Nîmes : Yves Reynier à la galerie Adoue de Nabias
Une exposition réjouissante d'Yves Reynier à la galerie Adoue de Nabias à Nîmes.
« En balade, j'accumule des images, des cartes postales, des livres, ça s'entasse chez moi. Je pioche dedans, parfois dans des choses que j'ai achetées il y a 10 ans », explique Yves Reynier, qui expose une série d'oeuvres à la galerie Adoue de Nabias à Nîmes, parcourant plusieurs périodes de son travail.
Comme Agnès Varda, Yves Reynier est un glaneur, il picore à travers le monde, un mémorialiste aussi à sa manière. Ensuite à partir de ses images puisées dans l'histoire de l'art, il présente une variation très personnelle, une relecture de l'image, l'insérant dans une composition qui vient dialoguer avec elle, parfois l'accompagner, parfois créer un contraste, un frottement de sens et interroger ainsi la citation, la culture de l'image et ce monde de la reproduction de masse. Il ajoute de la peinture, de l'aquarelle, il colle, il assemble, il bricole, il détourne pour donner naissance à des oeuvres où se multiplient les niveaux de lecture, célèbre les noces joyeuses de la carpe et du lapin. Comment les choses se développent ? « J'aimerais bien le savoir, s'amuse Yves Reynier. Il y a certainement un rapport avec l'inconscient. Je sais juste que ça me fait plaisir. »

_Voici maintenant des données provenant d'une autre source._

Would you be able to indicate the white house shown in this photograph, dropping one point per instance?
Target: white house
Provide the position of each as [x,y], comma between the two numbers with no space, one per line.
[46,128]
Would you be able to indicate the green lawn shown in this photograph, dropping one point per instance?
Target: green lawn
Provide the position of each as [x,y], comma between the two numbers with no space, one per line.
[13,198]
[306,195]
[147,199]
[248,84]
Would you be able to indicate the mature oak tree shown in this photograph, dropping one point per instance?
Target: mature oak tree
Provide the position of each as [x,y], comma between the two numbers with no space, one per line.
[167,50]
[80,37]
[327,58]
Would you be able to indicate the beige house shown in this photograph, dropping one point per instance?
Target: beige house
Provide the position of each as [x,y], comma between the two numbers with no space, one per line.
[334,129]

Et le plaisir est communicatif... Plusieurs choses se conjuguent dans le charme singulier de ces pépites : l'humour, la modestie, la complicité. L'oeil reconnaît une oeuvre, s'interroge sur une autre, s'amuse d'une dialogue incongru, s'émerveille devant l'évidence plastique d'une correspondance, poursuit intellectuellement un dialogue à peine murmuré. Certains objets ont un sens caché, le mikado évoque les philosophies orientales et John Cage, les boutons, des « faits plastiques colorés » avant tout, évoquent la série des points du dernier Picabia, les ardoises et les planches de skate board renvoient à la jeunesse... Mais pour Yves Reynier, la démarche est avant tout matérielle. « Tout ce que je fais est très rudimentaire », dit-il, sans renier le mot de bricolage. Les objets reviennent comme les images ».

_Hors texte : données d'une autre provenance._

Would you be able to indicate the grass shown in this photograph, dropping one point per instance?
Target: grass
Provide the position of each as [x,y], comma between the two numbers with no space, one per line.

Une vieille toile abstraite peinte il y a plusieurs décennies resurgit et Yves Reynier la mélange à une reproduction de Puvis de Chavannes. Des amis lui donnent des peintures, Yves Reynier les découpe en petits morceaux pour des oeuvres en expansion. Dans ce musée imaginaire, le visiteur croise les grands maîtres italiens, des estampes d'Hiroshige vues récemment à Rome ou La Suppliante de Picasso, exposée en ce moment à Carré d'art. Pour l'artiste, chaque oeuvre est un souvenir personnel. Il les a toutes vues et les apprécie toutes, ne pourrait pas travailler à partir d'oeuvres qu'il n'estime pas. « Picasso, c'est toute mon enfance », explique, par exemple, Yves Reynier qui se souvient de l'enterrement de l'artiste à Vauvenargues et des drapeaux de la République espagnole qui flottaient dans les rues du village.

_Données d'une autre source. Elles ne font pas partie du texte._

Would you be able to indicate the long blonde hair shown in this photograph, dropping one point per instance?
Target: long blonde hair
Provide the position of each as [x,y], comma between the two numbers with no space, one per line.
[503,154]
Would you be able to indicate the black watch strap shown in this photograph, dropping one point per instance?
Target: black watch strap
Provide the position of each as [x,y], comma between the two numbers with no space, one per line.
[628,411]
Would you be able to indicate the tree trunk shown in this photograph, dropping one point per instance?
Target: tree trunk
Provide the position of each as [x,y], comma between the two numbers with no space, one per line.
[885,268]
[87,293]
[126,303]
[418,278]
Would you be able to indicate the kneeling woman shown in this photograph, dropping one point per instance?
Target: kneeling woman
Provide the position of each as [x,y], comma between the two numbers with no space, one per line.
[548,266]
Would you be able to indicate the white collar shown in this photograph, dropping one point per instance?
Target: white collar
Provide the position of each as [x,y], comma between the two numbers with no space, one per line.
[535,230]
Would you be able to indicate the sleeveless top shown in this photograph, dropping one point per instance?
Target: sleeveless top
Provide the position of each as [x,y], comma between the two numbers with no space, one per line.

Comme pour ses objets, assemblages hétéroclites, madeleines de Proust et memento mori contemporains, ces oeuvres sont toujours de petits formats, ce qui malgré la simplicité leur donne une forme de préciosité étrange. « Un art de poche, intime et transportable », selon son ami Claude Viallat. « Ce sont comme des petits porte-bonheurs pour les gens. Chacune est faite pour perdurer un jour de plus, il n'y a pas de prétention, poursuit Yves Reynier, marqué par la génération Supports/Surfaces. « C'était comme un aquarium avec de l'eau dedans, comme tous les poissons, j'ai été imbibé. C'est ma vie, ce sont mes amis. »
Jusqu'au 8 janvier. Du mardi au samedi, 10 h-12 h et 15 h-19 h. Galerie Adoue de Nabias, 3 ter rue de la Violette, Nîmes. Entrée libre. 06 52 69 09 78.